All that needs much more testing than I have given it. The subtraction is the more delicate code. It invokes the addition. So here is a test:
> myencodeFloat(mySubFloat (mydecodeFloat 17.3) (mydecodeFloat 9.3))
8.0
> myencodeFloat(mySubFloat (mydecodeFloat 17.3) (mydecodeFloat 19.3))
-2.0
Yes, I have tried subtracting and adding negative numbers. Please try more and let me know what I got wrong.
I forgot to give a function that maps from float to integer. This one truncates towards zero (which I hate ... but may even be right in some universe, maybe the IEEE one too!). Here it is. Recall that cast = unpack . pack maps equal-sized objects onto each other bitwise. Again, I'll remove the sign bit first before even thinking about it, in order to simplify this problem. That already guarantees symmetrical behavior around zero, for better or worse:
myFloatToInt :: (Bool,Int8,Word23) -> Int
myFloatToInt (_,0,0) = 0
myFloatToInt (True,e,m) = - myFloatToIntPos (e,m)
myFloatToInt (False,e,m) = myFloatToIntPos (e,m)
-- needs Word/Int to have more than 24 bits
myFloatToIntPos :: (Int8,Word23) -> Int
myFloatToIntPos (e,m) = if e-127 > 23
then m' .<<. fromEnum ((e-127)-23)
else m' .>>. fromEnum (23-(e-127))
where m' = cast(setBit (zeroExtend m) 23) :: Int
(A late reminder that .<<. is shiftL and .>>. is shiftR). Test:
> myFloatToInt (mydecodeFloat 98.7)
98
> myFloatToInt (mydecodeFloat (-101.1))
-101
That's what I mean by symmetrical truncation towards zero. One might have expected -101.1 to truncate to -102 as an integer, instead.
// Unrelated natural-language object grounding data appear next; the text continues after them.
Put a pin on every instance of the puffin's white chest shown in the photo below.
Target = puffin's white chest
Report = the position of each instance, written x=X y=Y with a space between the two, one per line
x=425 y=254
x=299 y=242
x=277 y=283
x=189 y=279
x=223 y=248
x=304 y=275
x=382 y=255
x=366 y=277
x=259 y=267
I certainly do. It's definitely the case that rounding is preferable to truncation here, in terms of creating least surprise. I'll do that if requested.
I can't think of anything much else one might need as floating point ops. Modulus and remainder, perhaps. Please do translate to primitive operation "templates" in the backend languages ... and add traps for zero etc to taste. It's not going to be terribly wrong whatever you do, because IEEE as a standard was originally intended to be inclusive. At worst some people might tut-tut until a correction.
That I've done only single precision floating point operations is not significant, other than that I intended to leave no space for the argument that floating point logic cannot fit in one cycle.
For double precision, change some of the bitsize numbers.
I don't think we're far off being able to handle even 64-bit floating point logic in one cycle. Addition and subtraction should fit.
Regards
Peter